Surveys show that recruiters spend about six seconds on their first look at a resume.
Six seconds.
That sounds about right to me.
I have decades of experience reviewing resumes for a living and I developed a finely tuned superpower for scanning a resume quickly to find the key information I need so I can decide if it’s worth looking further.
How much can I see in a few seconds?
A lot, honestly. Enough to quickly and confidently sort the resumes that definitely won’t work from those that are worth a deeper look.
I do it by focusing on certain things as I do my first scan over the pages.
Here’s what I’m looking for:
Do the job titles match what I’m looking for?
Let’s say I’m recruiting for a marketing manager. That means I’m looking for resumes from marketing managers, or people who work in marketing or at the very least, I need someone who is targeting a marketing job.
I am definitely not interested in someone who thinks does not show recent marketing experience or where I’d be relying on a lot of transferable skills. The recruiter’s job is to find someone who has the necessary experence.
So if the right job titles or key words are not obvious, or the headline talks about operations or sales or accounting, and I don’t see marketing I’m moving on. This is not the marketing manager I am looking for.
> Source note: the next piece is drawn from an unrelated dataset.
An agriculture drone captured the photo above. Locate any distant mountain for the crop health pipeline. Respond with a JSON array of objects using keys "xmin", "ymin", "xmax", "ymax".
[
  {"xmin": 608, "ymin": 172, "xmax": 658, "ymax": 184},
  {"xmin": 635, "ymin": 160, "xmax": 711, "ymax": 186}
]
Tip: Use a headline that highlights what you do and reflects the job you’re applying to. Tailor it for every single job you go after so it’s clear what you do. If your previous jobs don’t match, find a way to make it look like they do. (And if you can’t do that, don’t apply for that job.)
Are there typos, misspellings or grammatical errors?
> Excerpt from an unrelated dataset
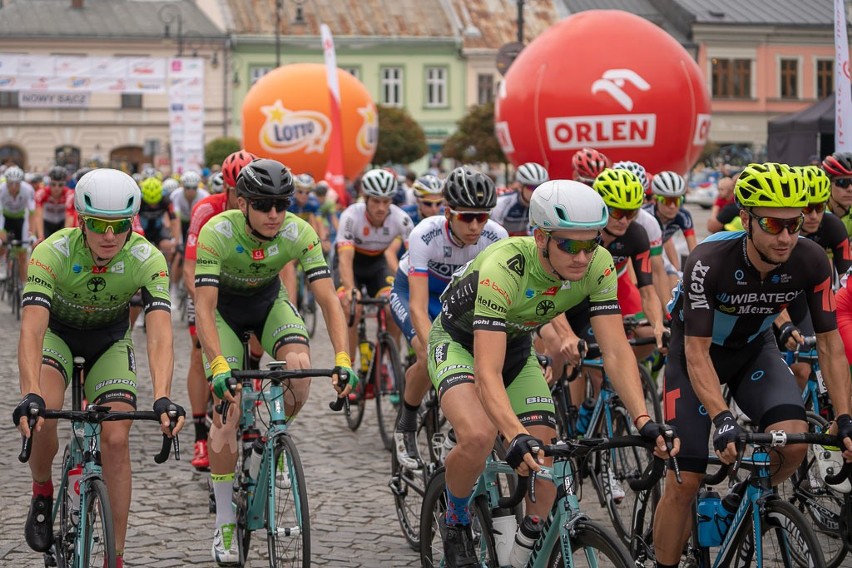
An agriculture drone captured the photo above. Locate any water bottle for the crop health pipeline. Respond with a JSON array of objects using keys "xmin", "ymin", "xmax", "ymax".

Top candidates make sure their all-important marketing document (which is what a resume is) is perfect. I believe that how you do anything is how you do everything, and if you have sloppy mistakes and errors in your super-important resume, then you are showing me that you do sloppy work, and I’m looking for excellence in every way. More than one or two very minor typos and I figure that if you don’t care, I don’t care.
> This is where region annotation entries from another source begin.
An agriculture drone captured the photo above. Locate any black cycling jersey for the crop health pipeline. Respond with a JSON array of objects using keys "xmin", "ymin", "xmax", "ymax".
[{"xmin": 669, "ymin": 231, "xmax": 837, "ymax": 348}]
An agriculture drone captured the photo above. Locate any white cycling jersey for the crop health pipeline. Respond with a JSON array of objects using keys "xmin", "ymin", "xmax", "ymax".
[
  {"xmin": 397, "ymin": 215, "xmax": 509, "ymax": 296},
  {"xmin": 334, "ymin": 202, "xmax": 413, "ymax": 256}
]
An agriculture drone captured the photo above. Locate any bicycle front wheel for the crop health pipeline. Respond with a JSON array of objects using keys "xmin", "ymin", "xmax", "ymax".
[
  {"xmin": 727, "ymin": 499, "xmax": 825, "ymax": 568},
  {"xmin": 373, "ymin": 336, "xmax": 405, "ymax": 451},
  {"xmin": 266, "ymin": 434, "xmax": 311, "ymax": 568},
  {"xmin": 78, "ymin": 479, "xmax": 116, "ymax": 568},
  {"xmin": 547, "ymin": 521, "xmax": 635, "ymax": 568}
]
Tip: Proof twice. Do a spelling and grammar check. Then get someone else to proof it, too. Make it perfect.
Does it look modern?
If you want to make a positive impression with innovative companies, you can’t look old-fashioned or stuffy. Company’s want candidates who have kept up with the times, so resumes with an objective statement, laundry lists of old software, those weird arrow bullets, overly formal language or underlined Times New Roman headers look like 1990. An old-fashioned resume makes you look old-fashioned
Tip: Read up about the latest options for resumes and seriously, if you’re in a competitive field, get professional help. Your resume represents your personal branding and it’s one investment that can pay off quickly in many ways. Few things can transform your job search like a great resume, and transforming your job search means transforming your career.
Does the story it tells make sense?
A resume should tell the story of your career in simple, easy-to-understand language. If you cram it with acronyms, statistics, corporate-speak, buzzwords and general trying-to-sound-important filler fluff, it’s too hard to decipher. A confusing resume looks like you don’t understand what you do, and I need clear communicators, no matter what the job I’m recruiting for.
Tip: Tell the story of your career in the clearest and simplest language possible.
Evaluating a resume to try to understand the person it represents is a much deeper process, of course, and the better the resume looks, the more time I will take in considering the candidate for an interview. Make it worth the recruiter’s time to look more deeply at you as a candidate.
So knowing this criteria of one experienced recruiter, take a look at your own resume… how would it do? Is it clear what you do? Is it free from errors? Does it look modern? And does it tell a strong story?
Be honest, and if you think it falls short, do some work to bring it up to snuff so it stands out in that sea of not-worth-the-time-to-read competition.